Doch nun zum Knackpunkt, dem Reibungserzeuger.
Diesen habe ich demontiert, er besteht außen aus diesem Gehäuse:
obere Aufnahme.jpg

Und den darin sitzenden 11 kleinen gestanzten Plättchen:
Scharnier Stanzteil001.jpg

Diese Stanzteile werden wohl bei der Produktion in die Nut des Gehäuses gepresst, gefettet und anschließend wird das Gehäuse verstemmt (wie auf dem obigen Bild gut zu sehen ist musste ich die Verstemmung wegfräsen um den Reibungserzeuger zu öffnen).

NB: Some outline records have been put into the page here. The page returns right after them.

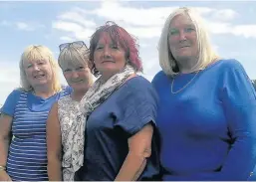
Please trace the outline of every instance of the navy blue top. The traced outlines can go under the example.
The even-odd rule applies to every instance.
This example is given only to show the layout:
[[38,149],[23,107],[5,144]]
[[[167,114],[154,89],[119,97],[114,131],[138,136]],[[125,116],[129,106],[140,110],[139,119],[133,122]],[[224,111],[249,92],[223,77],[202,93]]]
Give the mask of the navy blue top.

Nun zum Verständnis ein kleiner Exkurs in die Welt der Stanzteile:
Stanzteile werden hergestellt indem ein Blech zwischen Stempel und Matritze gelegt wird, der Stempel fährt durch das Blech, in die Matritze und "schneidet" dabei glatt das Blech bis zu einer gewissen Stelle an der der restliche tragende Querschnitt so gering ist, dass der Rest einfach abreißt (ich hab das mal versucht in einer kleinen Grafik zu verdeutlichen).
Stanzen.PNG

Diese scharfen Kanten werden zwar in der Regel durch Trommelschleifen verrundet, ganz entfernt werden sie normalerweise aber nie, da sie entweder nicht stören, oder (wie hier) eine Funktion erfüllen.
Der tragende Teil Innen ist in diesem Fall die Schnittkante, außen jedoch der Abbruch! D.h. der Bolzen läuft in der glatten Schnittkante (mit Untermaß zum Bolzen um Reibung zu erzeugen) und wird somit sicher geführt, die Plättchen selbst jedoch halten nur dadurch im Gehäuse des Reibungserzeugers, dass der Abbruch außen Übermaß hat und diese Plättchen in die Nut des Gehäuses gepresst werden.

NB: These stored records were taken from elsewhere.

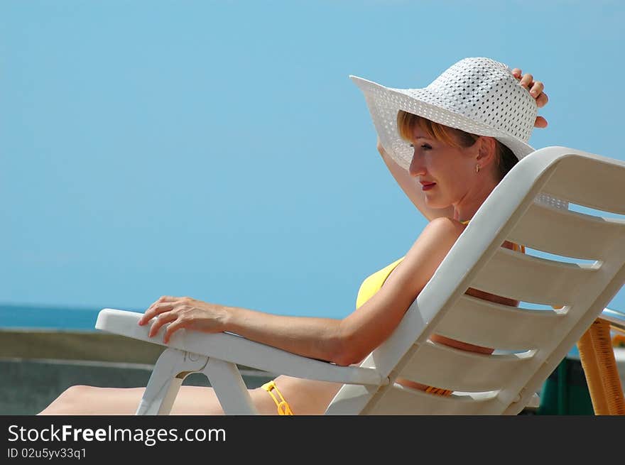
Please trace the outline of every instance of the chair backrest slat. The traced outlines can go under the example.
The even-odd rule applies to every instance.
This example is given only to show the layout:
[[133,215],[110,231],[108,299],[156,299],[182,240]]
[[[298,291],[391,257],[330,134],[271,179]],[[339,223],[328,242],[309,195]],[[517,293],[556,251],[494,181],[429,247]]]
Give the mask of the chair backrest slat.
[[494,393],[474,398],[468,395],[449,397],[428,394],[395,385],[384,389],[384,402],[374,403],[363,415],[494,415],[501,407]]
[[[436,333],[477,346],[526,350],[549,337],[562,317],[554,310],[521,310],[463,295],[442,317]],[[515,330],[506,330],[510,327]]]
[[500,248],[470,287],[523,302],[561,307],[571,303],[597,268],[547,260]]
[[454,391],[496,390],[519,371],[532,369],[533,354],[533,351],[499,355],[475,354],[428,341],[414,352],[398,376]]
[[534,203],[509,239],[536,250],[549,250],[555,255],[600,260],[609,253],[607,245],[614,241],[625,241],[625,221]]

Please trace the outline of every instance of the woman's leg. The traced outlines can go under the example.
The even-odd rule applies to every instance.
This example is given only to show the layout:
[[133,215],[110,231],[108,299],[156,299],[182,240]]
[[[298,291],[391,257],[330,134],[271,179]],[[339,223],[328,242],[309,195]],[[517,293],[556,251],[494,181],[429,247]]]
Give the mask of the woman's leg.
[[[339,384],[278,376],[276,385],[295,415],[322,414],[340,388]],[[39,415],[134,415],[143,388],[94,388],[72,386]],[[269,393],[258,388],[249,390],[261,415],[277,415]],[[212,388],[182,386],[172,415],[223,415]]]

Wie wirkt sich nun Verschleiß auf unser Stanzteil aus? Dadurch dass innen die Schnittkante trägt wird bei Verschleiß der tragende Querschnitt größer und der Verschleiß reduziert sich ein wenig selbstständig, auch wenn die Vorspannung im Scharnier nach und nach ein wenig nach lässt entsteht kein Spiel. Außen jedoch, verschleißt der stehen gebliebene Abbruch! Hier entwickelt sich nach und nach Spiel, da hier keine, bzw. nur minimale Vorspannung existiert, ist diese erst mal weg und das Scharnier hat ein wenig Spiel, wird es schnell mehr und mehr bis irgendwann ein Bruch der Stanzteile oder der Nut durch die permanenten ruckartigen Lastwechsel auftritt.

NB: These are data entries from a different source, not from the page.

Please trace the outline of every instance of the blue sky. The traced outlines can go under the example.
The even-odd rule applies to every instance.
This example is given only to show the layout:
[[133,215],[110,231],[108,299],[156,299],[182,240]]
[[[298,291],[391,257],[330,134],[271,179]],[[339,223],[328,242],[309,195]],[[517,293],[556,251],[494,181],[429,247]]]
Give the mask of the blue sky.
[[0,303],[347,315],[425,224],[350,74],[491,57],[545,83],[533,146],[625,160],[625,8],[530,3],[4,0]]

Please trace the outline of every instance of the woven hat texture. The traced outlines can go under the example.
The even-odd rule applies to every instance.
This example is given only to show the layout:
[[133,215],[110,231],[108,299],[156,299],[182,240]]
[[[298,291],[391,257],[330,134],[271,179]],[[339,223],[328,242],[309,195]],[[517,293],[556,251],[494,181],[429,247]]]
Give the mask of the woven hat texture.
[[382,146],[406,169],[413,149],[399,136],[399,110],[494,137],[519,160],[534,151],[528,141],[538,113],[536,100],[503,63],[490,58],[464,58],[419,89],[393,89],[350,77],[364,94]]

Wenn man sich das Bild des Stanzteils genau anschaut sieht man was ich meine, innen steht die glatte Schnittfläche hervor (1) und stellt den Kontakt zum Bolzen her, außen ist der Abbruch bereits vollständig verschlissen (2).
Scharnier Stanzteil001 beschriftet.jpg

Auf der Welle selbst sieht man auch schön die Laufspuren der einzelnen Plättchen:
untere Aufnahme.jpg

Wie ließe sich das ganze nun theoretisch reparieren?
In dem man die Nut mit JB-Weld füllt und anschließend die Plättchen wieder einführt. Dies ist allerdings mit einigen Schwierigkeiten verbunden:
  1. muss zur Demontage die Verstemmung weggefräst werden
  2. lässt sich kaum Vermeiden dass dabei Kleber an Stellen gelangt wo er nicht hin gehört
  3. lässt sich beim rechten Scharnier die Verstemmung nicht so einfach wegfräsen, da hier die Anbindung des Displays im Weg ist, da diese ebenfalls verstemmt ist müsste diese aufgebohrt werden und wäre danach kaum wieder sicher zu befestigen
rechtes Scharnier.jpg

Von daher bin ich der Meinung dass eine Reparatur der T400 Scharnier konstruktionsbedingt so kompliziert wäre dass diese sich nicht lohnt. Die Chancen dabei das Scharnier endgültig unbrauchbar zu machen sind extrem hoch.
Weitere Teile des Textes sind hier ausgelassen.